When an injured worker in PA settles a personal injury case against a third party (typically from a work-related car accident, a products liability case or similar), the workers’ compensation insurance carrier has its hand out to get repaid for the wage loss and medical benefits provided to the injured worker.  For past wage loss and medical benefits, that remains the law.  For future medical benefits, however, things have changed dramatically.

Recently, the Supreme Court of Pennsylvania issued a decision in Whitmoyer v. Workers Compensation Appeal Board (Mountain Country Meats).  The Court found that while a workers’ compensation insurance carrier is entitled to a credit against future workers’ compensation wage loss benefits (when a third party settlement is more than the insurance carrier has already paid), the insurance company is NOT entitled to a credit against future medical benefits.  This represents a large change in practice.

When a third party case is settled in the presence of a workers’ comp case in PA, there is a specific form one uses to calculate both the lien (how much the workers’ compensation insurance carrier is getting back for money they have already paid) and the “balance of recovery” (dealing with how the money above the lien amount is treated for future payments).  The balance of recovery is used to calculate the “reimbursement rate” for future payments.  Instead of having to pay the entire amount due for future obligations, the workers’ comp insurer would only have to pay that amount times the reimbursement rate, typically less than half.  This form is called a “Third Party Settlement Agreement” (TPSA).

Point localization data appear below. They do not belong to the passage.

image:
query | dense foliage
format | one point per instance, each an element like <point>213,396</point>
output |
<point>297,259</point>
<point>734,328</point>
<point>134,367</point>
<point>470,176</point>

Though the official TPSA issued by the Pennsylvania Bureau of Workers’ Compensation (LIBC-380) says “The employer/insurer is responsible for ___ percent of any future weekly benefits and medical expenses to satisfy its pro rata share . . ., “ the Supreme Court of PA in Whitmoyer found that this credit only applies to wage loss benefits, and not medical (which still must be paid in its entirety).

The Court observed that the language in the Pennsylvania Workers’ Compensation Act (Act) dealing with future payment obligations is different than the language talking about payments which have already been made.  Since the words of a statute must be given meaning, said the Court, this difference in language requires that the two types of payments be examined separately.  Specifically, in talking about future payments, the Act speaks of a credit against “any future instalments of compensation.”  The Court found that since medical bills are not payable in installments, as wage loss benefits are, this language must mean the future credit does not apply to future medical bills.

While Courts exist to interpret laws, rather than make them, sometimes the interpretation of a law has the actual impact of changing the law.  The use of a TPSA to give the workers’ compensation insurance carrier a future credit against both wage and medical benefits has been so ingrained in the system, that this decision will dramatically change how the forms are done (and will likely inspire the Bureau to change/correct the language on the TPSA stating that the future credit applies to both wage and medical).  This is a tremendous victory for the injured worker in PA.  Ultimately, the Court followed the letter of the law, which is all we can ask of the judicial branch.